Whether you include one veggie and your favorite cheese, or you mix things up with a bunch of ingredients, a frittata makes a great meal any time of day, and especially on a Meatless Monday. This recipe for Sweet Potato and Arugula Frittata with Smoked Mozzarella will hit the spot and it offers up fab flavor, too.
Late in the day on Sunday, I turned on the TV and bopped around the house trying to pick up this and that (mostly to make it seem like I did a little weekend cleaning). The Red Carpet event for the Oscar’s was on, and the talented and lovely Naomi Watts was being peppered with the requisite questions. Somehow, it came up that she made herself a frittata earlier in the day because she knew it was going to be a long night.

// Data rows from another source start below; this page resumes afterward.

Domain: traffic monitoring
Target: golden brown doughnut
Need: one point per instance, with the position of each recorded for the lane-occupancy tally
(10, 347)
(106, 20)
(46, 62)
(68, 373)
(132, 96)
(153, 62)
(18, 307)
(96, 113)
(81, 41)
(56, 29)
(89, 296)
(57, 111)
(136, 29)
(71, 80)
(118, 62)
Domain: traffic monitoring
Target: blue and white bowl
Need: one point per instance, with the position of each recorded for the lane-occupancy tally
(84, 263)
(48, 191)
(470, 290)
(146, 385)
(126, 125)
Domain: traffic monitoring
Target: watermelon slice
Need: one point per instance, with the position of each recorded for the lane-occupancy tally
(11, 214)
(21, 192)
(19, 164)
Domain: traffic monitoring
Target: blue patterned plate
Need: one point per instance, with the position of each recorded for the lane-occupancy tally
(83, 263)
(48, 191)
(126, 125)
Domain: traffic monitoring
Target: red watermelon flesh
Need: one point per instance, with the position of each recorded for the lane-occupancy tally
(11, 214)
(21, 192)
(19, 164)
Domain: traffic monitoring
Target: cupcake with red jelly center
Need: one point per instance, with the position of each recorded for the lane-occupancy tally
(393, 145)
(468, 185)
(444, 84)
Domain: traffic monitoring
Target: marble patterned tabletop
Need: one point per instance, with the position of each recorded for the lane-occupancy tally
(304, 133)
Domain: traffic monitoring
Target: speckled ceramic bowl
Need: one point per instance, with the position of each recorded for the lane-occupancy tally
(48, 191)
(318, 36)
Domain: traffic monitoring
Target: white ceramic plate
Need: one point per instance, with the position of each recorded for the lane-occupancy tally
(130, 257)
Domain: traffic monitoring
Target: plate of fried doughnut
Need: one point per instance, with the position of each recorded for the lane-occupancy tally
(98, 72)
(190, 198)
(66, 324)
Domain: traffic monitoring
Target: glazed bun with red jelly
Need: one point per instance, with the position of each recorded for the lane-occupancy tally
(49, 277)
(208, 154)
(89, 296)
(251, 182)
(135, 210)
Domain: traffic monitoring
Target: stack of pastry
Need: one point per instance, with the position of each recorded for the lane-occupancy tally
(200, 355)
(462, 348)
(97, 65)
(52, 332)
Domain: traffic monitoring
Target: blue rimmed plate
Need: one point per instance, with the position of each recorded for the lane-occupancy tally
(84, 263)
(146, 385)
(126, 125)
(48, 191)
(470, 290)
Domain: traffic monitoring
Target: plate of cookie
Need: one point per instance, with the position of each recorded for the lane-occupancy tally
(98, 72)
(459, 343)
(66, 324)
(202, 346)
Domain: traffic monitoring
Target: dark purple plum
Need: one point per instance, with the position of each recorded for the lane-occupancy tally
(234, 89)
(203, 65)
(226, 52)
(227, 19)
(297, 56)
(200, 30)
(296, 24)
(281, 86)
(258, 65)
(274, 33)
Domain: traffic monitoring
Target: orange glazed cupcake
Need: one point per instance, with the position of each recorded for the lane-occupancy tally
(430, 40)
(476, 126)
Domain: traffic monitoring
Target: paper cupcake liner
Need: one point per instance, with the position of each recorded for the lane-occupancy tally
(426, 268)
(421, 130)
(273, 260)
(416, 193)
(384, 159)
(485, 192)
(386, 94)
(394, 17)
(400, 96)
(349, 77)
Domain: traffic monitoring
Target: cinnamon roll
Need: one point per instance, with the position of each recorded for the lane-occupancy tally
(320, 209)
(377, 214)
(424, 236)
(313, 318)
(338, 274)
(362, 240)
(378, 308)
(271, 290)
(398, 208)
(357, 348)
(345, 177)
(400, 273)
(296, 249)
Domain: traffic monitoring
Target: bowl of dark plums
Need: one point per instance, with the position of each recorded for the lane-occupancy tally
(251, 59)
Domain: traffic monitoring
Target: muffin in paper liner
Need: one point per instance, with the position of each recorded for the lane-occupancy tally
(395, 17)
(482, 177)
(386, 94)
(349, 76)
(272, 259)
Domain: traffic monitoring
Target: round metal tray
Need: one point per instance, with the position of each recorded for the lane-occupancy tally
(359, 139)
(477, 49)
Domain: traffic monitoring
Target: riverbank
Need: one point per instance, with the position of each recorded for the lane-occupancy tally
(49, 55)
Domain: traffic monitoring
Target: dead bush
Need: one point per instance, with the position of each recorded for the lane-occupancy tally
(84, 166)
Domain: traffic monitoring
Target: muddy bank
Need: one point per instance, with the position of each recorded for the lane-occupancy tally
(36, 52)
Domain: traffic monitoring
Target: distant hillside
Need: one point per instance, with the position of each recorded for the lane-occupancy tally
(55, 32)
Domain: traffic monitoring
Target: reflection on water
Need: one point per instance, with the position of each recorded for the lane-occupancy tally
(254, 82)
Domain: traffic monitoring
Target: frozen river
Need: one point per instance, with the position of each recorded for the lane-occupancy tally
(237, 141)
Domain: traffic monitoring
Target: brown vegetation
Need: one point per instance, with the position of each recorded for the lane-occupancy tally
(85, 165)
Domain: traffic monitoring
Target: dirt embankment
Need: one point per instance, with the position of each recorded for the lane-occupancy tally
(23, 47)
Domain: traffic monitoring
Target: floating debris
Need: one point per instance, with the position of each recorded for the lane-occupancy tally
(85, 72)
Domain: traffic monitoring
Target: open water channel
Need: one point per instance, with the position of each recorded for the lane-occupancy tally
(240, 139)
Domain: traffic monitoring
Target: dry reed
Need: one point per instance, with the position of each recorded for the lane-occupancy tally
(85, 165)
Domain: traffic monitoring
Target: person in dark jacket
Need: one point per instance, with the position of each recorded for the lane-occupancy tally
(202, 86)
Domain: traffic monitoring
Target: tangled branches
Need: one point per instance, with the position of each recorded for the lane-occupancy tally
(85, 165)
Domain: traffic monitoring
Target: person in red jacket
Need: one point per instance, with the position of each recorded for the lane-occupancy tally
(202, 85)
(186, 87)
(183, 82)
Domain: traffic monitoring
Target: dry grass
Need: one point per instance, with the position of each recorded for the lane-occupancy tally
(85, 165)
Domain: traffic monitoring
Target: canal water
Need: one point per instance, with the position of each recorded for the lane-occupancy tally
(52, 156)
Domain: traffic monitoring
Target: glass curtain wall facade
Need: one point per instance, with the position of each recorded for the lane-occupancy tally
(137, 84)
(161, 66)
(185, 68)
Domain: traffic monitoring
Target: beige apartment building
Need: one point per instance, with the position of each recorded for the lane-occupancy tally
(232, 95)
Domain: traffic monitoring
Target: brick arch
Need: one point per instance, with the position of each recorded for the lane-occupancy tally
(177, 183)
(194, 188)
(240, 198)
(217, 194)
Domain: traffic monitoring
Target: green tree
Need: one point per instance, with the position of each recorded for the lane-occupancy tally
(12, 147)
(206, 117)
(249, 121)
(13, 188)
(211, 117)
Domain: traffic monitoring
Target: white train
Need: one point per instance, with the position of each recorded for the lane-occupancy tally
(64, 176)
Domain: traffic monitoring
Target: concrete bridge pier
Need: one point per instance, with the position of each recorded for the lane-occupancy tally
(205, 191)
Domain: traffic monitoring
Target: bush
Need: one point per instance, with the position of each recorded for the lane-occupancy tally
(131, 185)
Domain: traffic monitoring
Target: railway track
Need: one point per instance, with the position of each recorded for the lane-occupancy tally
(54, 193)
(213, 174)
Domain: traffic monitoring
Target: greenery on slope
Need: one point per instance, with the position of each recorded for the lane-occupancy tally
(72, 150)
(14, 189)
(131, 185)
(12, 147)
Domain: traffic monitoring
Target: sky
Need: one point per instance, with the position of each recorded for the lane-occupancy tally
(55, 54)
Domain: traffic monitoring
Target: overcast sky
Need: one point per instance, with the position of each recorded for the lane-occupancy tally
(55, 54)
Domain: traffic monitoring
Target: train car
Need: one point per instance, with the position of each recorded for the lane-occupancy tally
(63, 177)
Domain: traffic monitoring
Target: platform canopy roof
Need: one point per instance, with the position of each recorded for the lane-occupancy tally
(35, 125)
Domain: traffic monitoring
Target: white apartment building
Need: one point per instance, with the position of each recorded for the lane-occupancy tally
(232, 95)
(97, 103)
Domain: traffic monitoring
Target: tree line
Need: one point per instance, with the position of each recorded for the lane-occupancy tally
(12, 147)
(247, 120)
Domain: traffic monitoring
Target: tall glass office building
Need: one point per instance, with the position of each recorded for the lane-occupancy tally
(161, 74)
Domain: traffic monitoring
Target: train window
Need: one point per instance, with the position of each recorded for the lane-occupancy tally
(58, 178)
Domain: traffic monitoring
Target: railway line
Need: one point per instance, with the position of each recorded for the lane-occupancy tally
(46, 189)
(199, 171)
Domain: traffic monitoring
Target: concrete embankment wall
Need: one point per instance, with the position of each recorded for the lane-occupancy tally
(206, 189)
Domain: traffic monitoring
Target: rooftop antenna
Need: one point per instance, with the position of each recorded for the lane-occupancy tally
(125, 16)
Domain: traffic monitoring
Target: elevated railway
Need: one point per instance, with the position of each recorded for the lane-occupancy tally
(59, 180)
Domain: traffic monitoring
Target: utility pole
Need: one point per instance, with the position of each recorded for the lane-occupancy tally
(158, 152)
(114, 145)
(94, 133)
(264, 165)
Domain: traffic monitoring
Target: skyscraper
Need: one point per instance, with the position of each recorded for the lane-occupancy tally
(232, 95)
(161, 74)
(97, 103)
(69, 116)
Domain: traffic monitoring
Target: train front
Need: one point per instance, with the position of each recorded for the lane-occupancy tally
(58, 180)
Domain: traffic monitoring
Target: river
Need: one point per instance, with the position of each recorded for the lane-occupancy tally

It’s a coincidence that I decided to share this recipe for Sweet Potato and Arugula Frittata with Smoked Mozzarella, but it made me feel extra glamorous to know that Naomi and I were on the same wavelength as far as food goes! Wonder if she enjoyed a few scoops of Ben and Jerry’s for dessert, too? Yeah, I didn’t think so either.
This vegetarian frittata is a winner, not only because I was able to use up some leftovers, but because the mix of flavors work really well together: the touch of sweetness from the sweet potatoes, the peppery arugula, and the smoked mozzarella. They might seem like unlikely ingredients for a frittata, but that’s the beauty of this egg dish – pretty much anything goes. For a colorful springtime frittata, try my recipes for Asparagus and Asiago Frittata.
I don’t know if I’ll win an award for this recipe for Sweet Potato and Arugula Frittata with Smoked Mozzarella, but eating it made me feel a little like a movie star!
Recipe for Sweet Potato and Arugula Frittata with Smoked Mozzarella
Serves 4
INGREDIENTS
- 1 tablespoon olive oil
- 3 tablespoons yellow onion, diced
- 2 garlic cloves, minced
- 1 cup shredded sweet potato
- 1/4 teaspoon salt
- 1/4 teaspoon ground black pepper
- 1-1/2 cups lightly packed arugula
- 6 eggs, lightly beaten
- 4 ounces smoked mozzarella, diced
- 1 tablespoon grated Parmesan cheese
INSTRUCTIONS
- Preheat the oven to 375 degrees F.
- Add the olive oil to an ovenproof skillet over medium heat. When hot, add the onion and cook for about 3 minutes or until it begins to soften. Add the garlic and cook for about 30 seconds.
- Add the sweet potato to the skillet and cook, stirring occasionally, for 3-4 minutes. Add the arugula to the skillet and stir, just until wilted.
- Pour in the egg mixture and mix lightly to distribute it. Add the cheese, lightly mix, and cook on the stovetop for a few minutes.
- Transfer the skillet to the oven and cook for 10-12 minutes, or until the frittata has set.
- Carefully remove from the oven and sprinkle with the Parmesan cheese. Use a rubber spatula to run around the edges and underside of the frittata, and slide it onto a round serving plate.
- Cut into equal slices and serve warm.